La scena è nota: petardi, mazze, insulti feroci e aggressioni senza sosta. Una squadraccia mascherata pro-Israele ha messo in atto questo e altro contro l’accampamento pro-Palestina dell’Università della California, a Los Angeles, mentre la polizia è rimasta di lato a guardare.
Le scene hanno suscitato indignazione in tutto il Paese e persino il governatore della California, Gavin Newsom, ha criticato la polizia per non aver impedito o almeno risposto agli attacchi.
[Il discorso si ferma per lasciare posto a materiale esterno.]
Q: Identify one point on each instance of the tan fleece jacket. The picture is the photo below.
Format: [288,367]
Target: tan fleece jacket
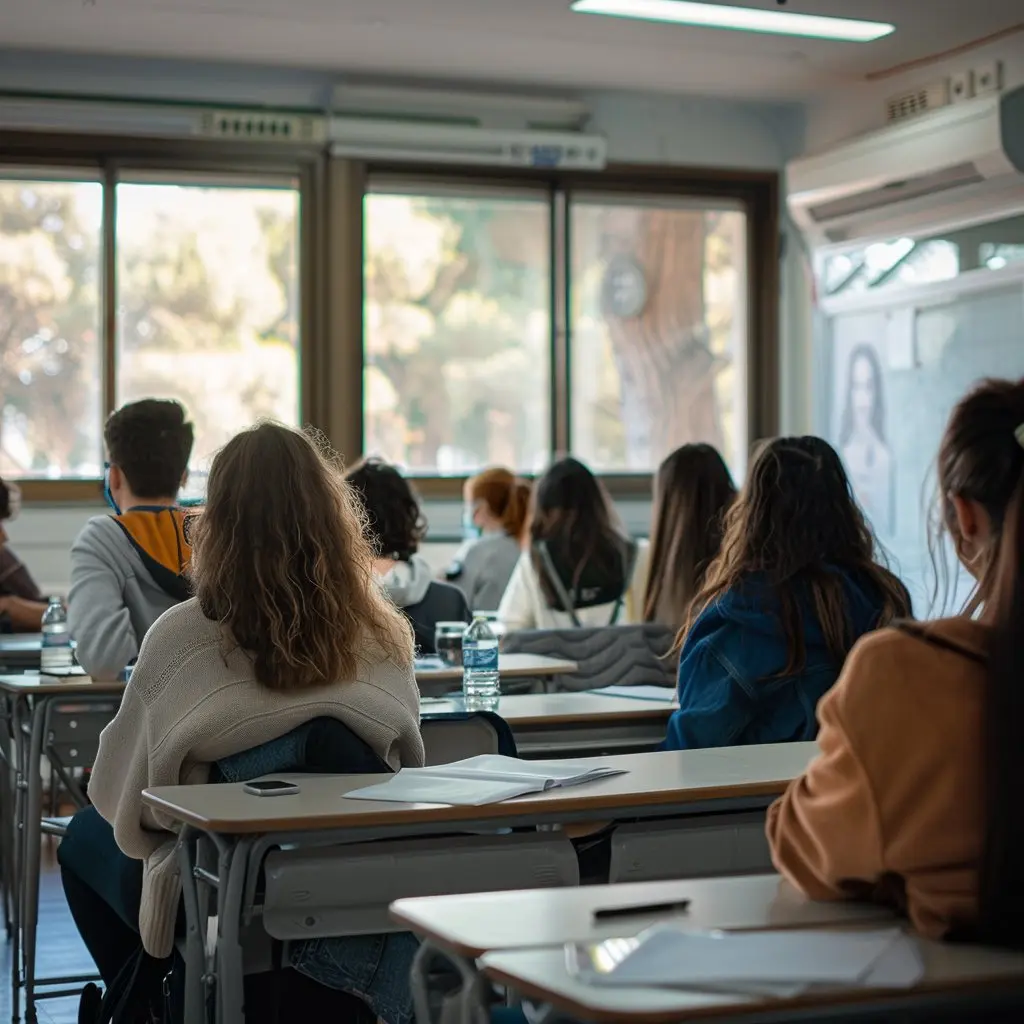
[192,700]
[891,808]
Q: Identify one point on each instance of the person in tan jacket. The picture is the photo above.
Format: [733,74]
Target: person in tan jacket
[914,798]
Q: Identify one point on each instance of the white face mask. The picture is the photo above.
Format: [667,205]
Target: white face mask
[13,501]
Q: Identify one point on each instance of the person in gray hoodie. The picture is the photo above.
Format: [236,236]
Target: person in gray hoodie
[128,568]
[395,526]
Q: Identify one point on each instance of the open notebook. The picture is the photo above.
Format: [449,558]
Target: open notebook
[488,778]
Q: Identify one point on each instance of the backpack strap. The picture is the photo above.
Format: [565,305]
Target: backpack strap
[556,582]
[629,563]
[944,643]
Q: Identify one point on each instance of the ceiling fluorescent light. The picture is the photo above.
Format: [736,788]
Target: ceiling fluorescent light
[713,15]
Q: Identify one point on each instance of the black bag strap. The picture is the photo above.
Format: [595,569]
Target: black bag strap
[556,582]
[629,561]
[944,643]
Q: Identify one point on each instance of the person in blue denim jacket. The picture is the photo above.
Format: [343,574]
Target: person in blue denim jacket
[798,581]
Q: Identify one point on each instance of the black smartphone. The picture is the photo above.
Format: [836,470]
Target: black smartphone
[270,787]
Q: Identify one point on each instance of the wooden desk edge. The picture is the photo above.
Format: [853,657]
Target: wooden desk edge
[826,1000]
[399,814]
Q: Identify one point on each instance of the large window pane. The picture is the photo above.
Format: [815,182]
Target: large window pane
[208,303]
[658,322]
[50,380]
[457,335]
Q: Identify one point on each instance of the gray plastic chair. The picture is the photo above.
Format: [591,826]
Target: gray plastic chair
[607,655]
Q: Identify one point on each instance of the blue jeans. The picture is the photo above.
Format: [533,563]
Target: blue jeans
[376,968]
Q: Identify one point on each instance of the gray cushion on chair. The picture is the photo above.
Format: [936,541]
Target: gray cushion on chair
[607,655]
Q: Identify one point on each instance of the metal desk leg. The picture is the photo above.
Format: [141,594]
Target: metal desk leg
[32,846]
[20,758]
[232,862]
[472,992]
[196,916]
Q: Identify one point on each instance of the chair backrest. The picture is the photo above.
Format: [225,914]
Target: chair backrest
[321,747]
[454,737]
[606,655]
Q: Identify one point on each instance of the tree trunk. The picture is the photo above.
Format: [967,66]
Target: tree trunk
[666,368]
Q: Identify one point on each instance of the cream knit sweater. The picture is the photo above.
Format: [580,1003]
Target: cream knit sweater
[192,700]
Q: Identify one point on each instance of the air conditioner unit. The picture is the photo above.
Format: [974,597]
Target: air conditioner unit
[954,165]
[421,142]
[161,121]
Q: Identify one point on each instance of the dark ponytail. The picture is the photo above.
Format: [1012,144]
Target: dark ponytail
[1000,896]
[982,460]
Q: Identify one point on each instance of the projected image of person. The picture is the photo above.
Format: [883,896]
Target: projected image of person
[862,438]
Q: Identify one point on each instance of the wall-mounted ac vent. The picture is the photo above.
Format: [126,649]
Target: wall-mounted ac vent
[261,126]
[438,143]
[916,101]
[942,167]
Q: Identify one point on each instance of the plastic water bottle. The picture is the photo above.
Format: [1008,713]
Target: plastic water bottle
[480,682]
[56,655]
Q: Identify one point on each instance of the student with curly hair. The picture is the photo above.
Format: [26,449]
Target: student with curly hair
[128,568]
[396,527]
[286,627]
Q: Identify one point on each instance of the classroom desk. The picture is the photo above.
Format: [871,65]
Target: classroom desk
[440,679]
[233,830]
[19,651]
[549,725]
[462,929]
[38,716]
[958,978]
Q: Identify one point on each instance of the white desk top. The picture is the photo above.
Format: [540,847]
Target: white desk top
[473,925]
[651,780]
[542,975]
[72,686]
[555,709]
[512,666]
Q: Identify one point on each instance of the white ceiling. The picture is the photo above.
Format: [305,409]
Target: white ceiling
[528,42]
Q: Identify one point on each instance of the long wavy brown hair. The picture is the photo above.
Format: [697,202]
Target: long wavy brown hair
[795,523]
[280,559]
[692,493]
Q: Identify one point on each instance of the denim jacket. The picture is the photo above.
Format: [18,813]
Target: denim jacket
[731,690]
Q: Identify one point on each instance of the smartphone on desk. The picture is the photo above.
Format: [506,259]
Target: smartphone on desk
[270,787]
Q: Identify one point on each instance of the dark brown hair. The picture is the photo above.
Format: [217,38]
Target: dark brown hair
[394,521]
[151,442]
[982,459]
[692,493]
[795,523]
[281,561]
[571,513]
[506,497]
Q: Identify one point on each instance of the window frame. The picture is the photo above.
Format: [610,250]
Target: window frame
[755,192]
[331,242]
[113,160]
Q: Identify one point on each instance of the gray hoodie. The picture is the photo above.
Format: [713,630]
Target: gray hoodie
[113,599]
[426,602]
[408,583]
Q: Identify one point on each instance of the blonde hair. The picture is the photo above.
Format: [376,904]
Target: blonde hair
[281,560]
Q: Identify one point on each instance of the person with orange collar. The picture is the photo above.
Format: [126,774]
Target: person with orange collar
[129,568]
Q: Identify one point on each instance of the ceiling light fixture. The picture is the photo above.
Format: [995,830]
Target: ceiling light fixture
[715,15]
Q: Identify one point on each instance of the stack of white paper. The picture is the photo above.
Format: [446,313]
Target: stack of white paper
[776,964]
[666,693]
[488,778]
Niente affatto scoraggiati dalla violenza, gli studenti hanno però mantenuto la loro posizione nell’accampamento, in segno di solidarietà con la popolazione di Gaza.
E la caparbietà degli studenti, per fortuna, è stata tutt’altro che isolata.
A loro si sono uniti i dipendenti dell’università, che hanno innalzato uno striscione con la scritta “Siamo al fianco dei nostri studenti”.
La sezione “per la Giustizia in Palestina” dell’UCLA ha indetto una giornata di sciopero in solidarietà con gli studenti e per protestare contro l’amministrazione. Il giorno dopo, la polizia è in effetti intervenuta … ma sparando proiettili di gomma e gas lacrimogeni contro gli studenti che erano stati aggrediti il giorno prima!
L’intervento della facoltà all’UCLA è solo uno degli esempi di professori universitari che mettono in gioco i loro corpi e i loro contratti di lavoro per difendere i loro studenti che protestano, tra l’altro, contro le tasse e le rette che contribuiscono al genocidio.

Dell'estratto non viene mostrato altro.